Lil edged between Gia and Zion and they moved away. The Ent stared at Lil, a dull silver gleam in its eyes.

Did any form of intelligence hide behind those eyes? She was compelled to say something even though she felt foolish.

“I’m the captain, Lil Cheng.”

The Ent reached out with long, sinuous arms, seizing both her hands in its own. It drew her forward, filling the air with liquid chatter. It lifted her hands to its brow, not once but over and over. Lil laughed. The alien made laughing sounds too, mimicking her. She bowed her head, acknowledging what seemed to be clearly a welcome. The Ents were simple and harmless—not the sort to build spaceships or destroy them. She’d been worrying needlessly.

The alien touched her hands to its brow again.

But—enough. It should let her go now. She was tiring of the ceremony and tried to pull away.

She found she couldn’t.

The strength of the creature’s grip shocked her.
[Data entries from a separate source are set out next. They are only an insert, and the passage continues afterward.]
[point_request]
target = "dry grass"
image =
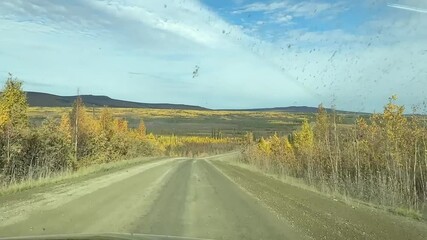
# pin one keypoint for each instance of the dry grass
(60, 177)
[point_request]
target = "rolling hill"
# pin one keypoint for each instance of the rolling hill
(38, 99)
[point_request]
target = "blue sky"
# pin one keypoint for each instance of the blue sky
(352, 54)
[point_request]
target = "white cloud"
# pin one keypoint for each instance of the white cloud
(295, 9)
(95, 46)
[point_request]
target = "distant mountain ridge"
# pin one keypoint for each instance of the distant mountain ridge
(39, 99)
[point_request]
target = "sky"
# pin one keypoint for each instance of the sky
(220, 53)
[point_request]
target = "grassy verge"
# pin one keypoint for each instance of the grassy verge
(325, 190)
(70, 176)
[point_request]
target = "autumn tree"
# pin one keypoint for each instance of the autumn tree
(13, 124)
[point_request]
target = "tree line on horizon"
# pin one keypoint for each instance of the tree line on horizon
(79, 139)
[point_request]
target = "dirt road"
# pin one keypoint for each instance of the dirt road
(195, 198)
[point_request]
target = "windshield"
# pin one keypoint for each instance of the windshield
(213, 119)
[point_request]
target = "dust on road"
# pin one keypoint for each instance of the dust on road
(201, 198)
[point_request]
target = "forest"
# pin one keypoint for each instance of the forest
(381, 159)
(78, 139)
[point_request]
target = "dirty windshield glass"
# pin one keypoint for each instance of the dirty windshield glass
(213, 119)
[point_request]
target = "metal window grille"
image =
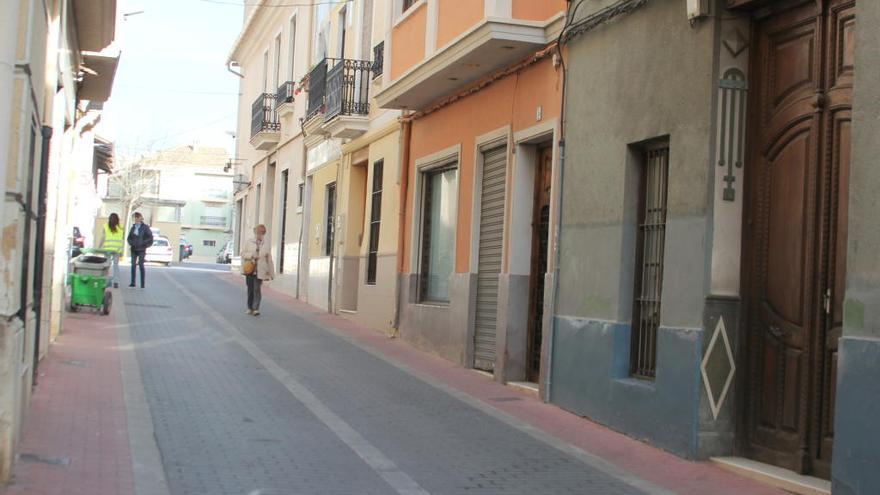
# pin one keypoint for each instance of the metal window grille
(427, 228)
(263, 116)
(378, 59)
(284, 94)
(285, 183)
(649, 262)
(331, 215)
(375, 217)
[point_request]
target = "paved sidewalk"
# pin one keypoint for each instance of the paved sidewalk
(75, 439)
(567, 430)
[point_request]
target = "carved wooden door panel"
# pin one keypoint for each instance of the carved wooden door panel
(835, 152)
(796, 242)
(540, 240)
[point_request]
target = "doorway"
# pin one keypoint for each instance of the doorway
(285, 184)
(540, 244)
(795, 236)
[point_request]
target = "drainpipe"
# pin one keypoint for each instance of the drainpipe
(39, 263)
(548, 379)
(403, 180)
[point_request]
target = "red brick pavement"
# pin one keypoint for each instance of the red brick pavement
(649, 463)
(77, 417)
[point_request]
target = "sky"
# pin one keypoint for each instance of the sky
(172, 87)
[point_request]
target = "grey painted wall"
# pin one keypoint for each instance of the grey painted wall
(445, 330)
(857, 437)
(625, 88)
(646, 75)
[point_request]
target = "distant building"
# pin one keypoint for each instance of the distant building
(186, 192)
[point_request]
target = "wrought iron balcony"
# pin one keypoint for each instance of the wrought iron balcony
(339, 87)
(265, 128)
(378, 59)
(284, 94)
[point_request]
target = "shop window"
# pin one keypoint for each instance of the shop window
(437, 234)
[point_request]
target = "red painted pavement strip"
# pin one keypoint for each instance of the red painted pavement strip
(77, 417)
(647, 462)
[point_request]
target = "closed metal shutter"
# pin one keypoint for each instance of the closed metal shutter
(489, 262)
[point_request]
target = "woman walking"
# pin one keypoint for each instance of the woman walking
(113, 239)
(256, 266)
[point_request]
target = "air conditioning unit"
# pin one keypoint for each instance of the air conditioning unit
(697, 8)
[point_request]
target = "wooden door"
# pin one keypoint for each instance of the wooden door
(540, 241)
(796, 231)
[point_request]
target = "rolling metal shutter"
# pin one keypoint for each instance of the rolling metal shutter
(489, 262)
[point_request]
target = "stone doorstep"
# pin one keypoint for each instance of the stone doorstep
(774, 476)
(528, 387)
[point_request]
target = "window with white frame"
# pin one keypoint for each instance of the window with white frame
(437, 231)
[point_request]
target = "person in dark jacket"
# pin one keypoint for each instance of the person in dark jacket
(140, 237)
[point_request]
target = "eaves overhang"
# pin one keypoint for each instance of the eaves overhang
(494, 44)
(99, 72)
(246, 30)
(95, 23)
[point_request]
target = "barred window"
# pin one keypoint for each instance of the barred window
(375, 220)
(650, 243)
(438, 234)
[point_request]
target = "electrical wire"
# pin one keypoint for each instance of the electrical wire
(250, 4)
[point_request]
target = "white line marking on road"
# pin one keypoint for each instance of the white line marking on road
(382, 465)
(146, 460)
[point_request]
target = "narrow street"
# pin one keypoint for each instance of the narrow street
(276, 404)
(180, 392)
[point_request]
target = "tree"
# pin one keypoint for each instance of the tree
(128, 185)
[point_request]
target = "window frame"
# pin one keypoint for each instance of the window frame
(375, 220)
(422, 255)
(291, 46)
(643, 338)
(329, 218)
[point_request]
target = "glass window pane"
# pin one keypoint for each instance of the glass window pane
(442, 234)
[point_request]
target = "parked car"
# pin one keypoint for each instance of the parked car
(185, 249)
(78, 239)
(161, 251)
(225, 254)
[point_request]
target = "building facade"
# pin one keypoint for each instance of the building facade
(56, 67)
(352, 172)
(707, 300)
(480, 86)
(321, 166)
(271, 57)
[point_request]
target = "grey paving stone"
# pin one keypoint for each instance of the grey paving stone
(225, 426)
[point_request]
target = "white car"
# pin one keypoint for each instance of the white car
(161, 251)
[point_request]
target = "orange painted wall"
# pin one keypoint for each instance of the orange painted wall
(537, 10)
(408, 41)
(510, 101)
(455, 17)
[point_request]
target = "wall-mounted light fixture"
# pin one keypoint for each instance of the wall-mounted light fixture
(697, 9)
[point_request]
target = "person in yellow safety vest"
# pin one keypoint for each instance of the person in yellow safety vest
(113, 239)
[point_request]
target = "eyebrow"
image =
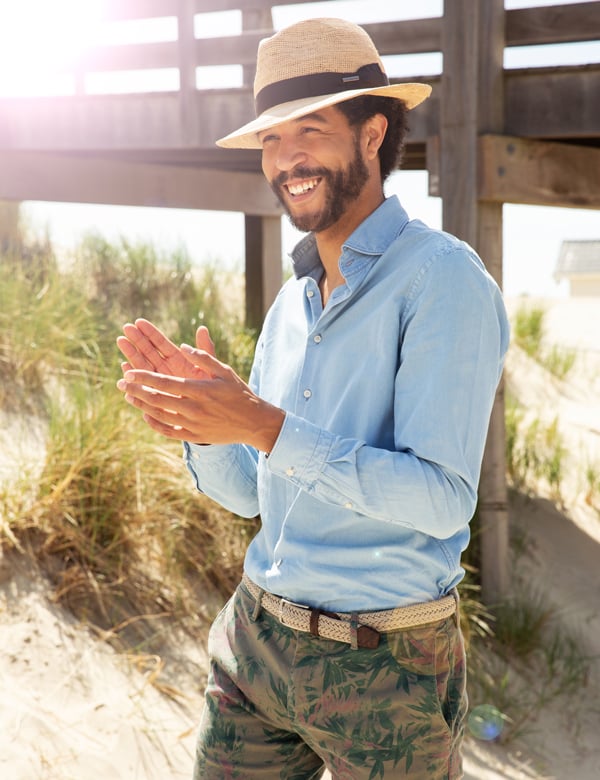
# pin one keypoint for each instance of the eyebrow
(314, 117)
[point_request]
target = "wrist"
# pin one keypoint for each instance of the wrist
(269, 424)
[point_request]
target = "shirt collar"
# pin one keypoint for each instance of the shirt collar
(372, 237)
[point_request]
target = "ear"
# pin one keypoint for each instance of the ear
(374, 131)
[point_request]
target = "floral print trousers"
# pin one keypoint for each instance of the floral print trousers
(284, 704)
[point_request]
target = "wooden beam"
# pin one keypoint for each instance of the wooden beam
(544, 173)
(553, 102)
(137, 9)
(72, 179)
(553, 24)
(458, 119)
(263, 266)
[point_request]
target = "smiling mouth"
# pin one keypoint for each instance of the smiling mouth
(302, 187)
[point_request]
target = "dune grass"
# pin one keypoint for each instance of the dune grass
(130, 547)
(114, 519)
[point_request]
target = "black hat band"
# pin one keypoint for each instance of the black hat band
(315, 84)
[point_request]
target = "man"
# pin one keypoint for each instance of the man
(358, 440)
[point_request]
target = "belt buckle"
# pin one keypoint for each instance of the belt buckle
(283, 604)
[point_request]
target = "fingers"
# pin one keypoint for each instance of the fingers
(204, 341)
(206, 362)
(134, 357)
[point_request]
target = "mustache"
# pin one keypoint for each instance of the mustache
(301, 172)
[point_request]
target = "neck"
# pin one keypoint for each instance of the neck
(330, 241)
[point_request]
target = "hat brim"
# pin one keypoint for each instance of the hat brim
(247, 136)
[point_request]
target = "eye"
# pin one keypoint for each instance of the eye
(267, 139)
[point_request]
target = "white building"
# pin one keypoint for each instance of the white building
(579, 262)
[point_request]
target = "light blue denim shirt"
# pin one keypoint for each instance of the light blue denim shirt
(366, 497)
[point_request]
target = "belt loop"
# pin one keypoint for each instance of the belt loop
(456, 596)
(257, 606)
(354, 631)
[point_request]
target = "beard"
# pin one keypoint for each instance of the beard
(342, 186)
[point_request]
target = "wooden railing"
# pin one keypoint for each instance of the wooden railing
(524, 27)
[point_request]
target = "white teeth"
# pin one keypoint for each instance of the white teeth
(305, 186)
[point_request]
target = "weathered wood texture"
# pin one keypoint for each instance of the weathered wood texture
(82, 179)
(472, 101)
(518, 170)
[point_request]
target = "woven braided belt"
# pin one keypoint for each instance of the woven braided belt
(359, 629)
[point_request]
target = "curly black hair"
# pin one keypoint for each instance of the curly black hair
(359, 109)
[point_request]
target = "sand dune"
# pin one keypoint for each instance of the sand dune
(72, 708)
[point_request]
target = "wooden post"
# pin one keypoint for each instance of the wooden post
(263, 266)
(263, 234)
(187, 72)
(10, 233)
(472, 103)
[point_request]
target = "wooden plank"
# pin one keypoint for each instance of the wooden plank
(244, 5)
(135, 56)
(553, 24)
(545, 173)
(420, 35)
(553, 102)
(151, 121)
(137, 9)
(407, 37)
(72, 179)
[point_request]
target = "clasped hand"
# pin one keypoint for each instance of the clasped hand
(186, 393)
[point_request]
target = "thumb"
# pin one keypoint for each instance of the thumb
(204, 341)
Now a second Ent was moving toward her, reaching for her. Nervously, she glanced up at her companions, wanting to get out of this. No one seemed aware of the problem. Gia appeared absorbed by the constant stream of sound the other four Ents uttered. Dori was talking to Zion, their backs turned to Lil.

The second alien touched her with its long gray-furred fingers. She saw the extra joint clearly. Its eyes looked steadily into hers, something secret moving in their depths. Then one eye tracked slowly to the left, past Lil, toward the dark edge of the forest, and the pupil widened; the other, narrow-slitted, transfixed her with its gaze.

Lil panicked. She jerked her hands in her captors’ grasp, twisting away. Her foot slid from under her on the slick surface.

As she went down, the Ent wrenched her arm sideways, so that she crashed awkwardly to the ground.